Mysteriöser Fall – Wo ist der vermisste Mann aus Menden?

Was wir bereits wissen
Der 60-jährige Mann aus Menden bleibt verschwunden. Selbst erfahrene Polizei-Ermittler rätseln. Die Familie richtet einen Appell an den Vermissten.

Menden.. Von dem vermissten 60-jährigen Mann aus Menden fehlt auch fünf Tage nach seinem Verschwinden jede Spur.
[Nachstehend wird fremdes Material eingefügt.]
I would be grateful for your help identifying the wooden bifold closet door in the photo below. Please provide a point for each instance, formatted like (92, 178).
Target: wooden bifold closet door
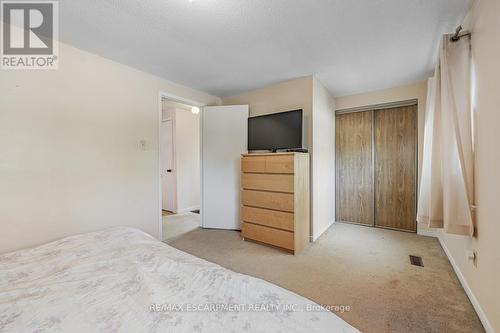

Der Familienvater war am vergangenen Donnerstagmorgen nicht bei seiner Tochter aufgetaucht. Eine Polizeistreife entdeckte sein Auto unverschlossen am Fröndenberger Bahnhof. Die Ermittler rätseln über den Fall.

Kein Abschiedsbrief

„Dieser Fall klingt sehr mysteriös“, sagt der Kriminalpsychologe und klinische Hypnosetherapeut Dr. Christian Lüdke, der unter anderem Spezialeinheiten der Polizei ausbildete. Er halte es für eher unwahrscheinlich, dass der Mann das Opfer einer Straftat oder eines medizinischen Notfalls geworden ist. In beiden Fällen wären wohl Spuren zu finden. Laut Polizei deutet auch nichts auf einen Suizid hin. Der Großvater hatte sich vorher nie in dieser Richtung geäußert. Er hinterließ auch keinen Abschiedsbrief.

Jährlich verschwinden 2500 Deutsche

„Es muss einen Auslöser für das Verschwinden gegeben haben“, sagt Experte Lüdke. Vom Doppelleben bis hin zur psychischen Erkrankung sei in solch einem Fall erst einmal alles denkbar. Lüdke spricht auch von 2500 Deutschen, die jedes Jahr einfach so auf Nimmerwiedersehen in die große weite Welt aufbrechen. „Wenn das so wäre, würde ich die Wahrscheinlichkeit als relativ gering einschätzen, dass er wieder zurückkehrt.“

Vermisst Die Polizei hatte den 60-Jährigen relativ schnell nach der Vermisstenanzeige per Helikopter gesucht. Weitere Einsatzkräfte durchkämmten am Boden Straße für Straße. „Die Fahndung wird aufrecht erhalten“, sagt Polizei-Sprecher Marcel Vormann. Ähnlich wie ein Straftäter stehe der Mendener jetzt international auf Gesuchten-Listen. Gerät er in eine Polizeikontrolle oder wird er an einer Grenze überprüft, gehen die Alarmleuchten an. In dieser Situation hätte auch niemand mehr das Recht, das Auftauchen zu verheimlichen und weiterzureisen. Lüdke: „Man muss klären, ob eine Straftat vorliegt.“

Die Polizei setzt jetzt weiter auf Zeugenhinweise oder auf das Wiederauftauchen des Mendeners. „Es gibt keine nachvollziehbare Erklärung“, sagt Vormann. Eine erneute Suche nach dem 60-Jährigen mache jetzt keinen Sinn. „Die Spur verliert sich in Fröndenberg.“ Das schlechte Wetter mit den heftigen Regengüssen habe dafür gesorgt, dass mögliche Spuren zerstört wurden.

Familie richtet Appell an verschwundenen Vater

Die Familie richtet einen Appell an den Vater, falls er irgendwo auf der Welt vor dem Computer sitzt und diese Zeilen lesen kann: „Wir machen uns unwahrscheinliche Sorgen um ihn und lieben ihn“, sagt seine Tochter.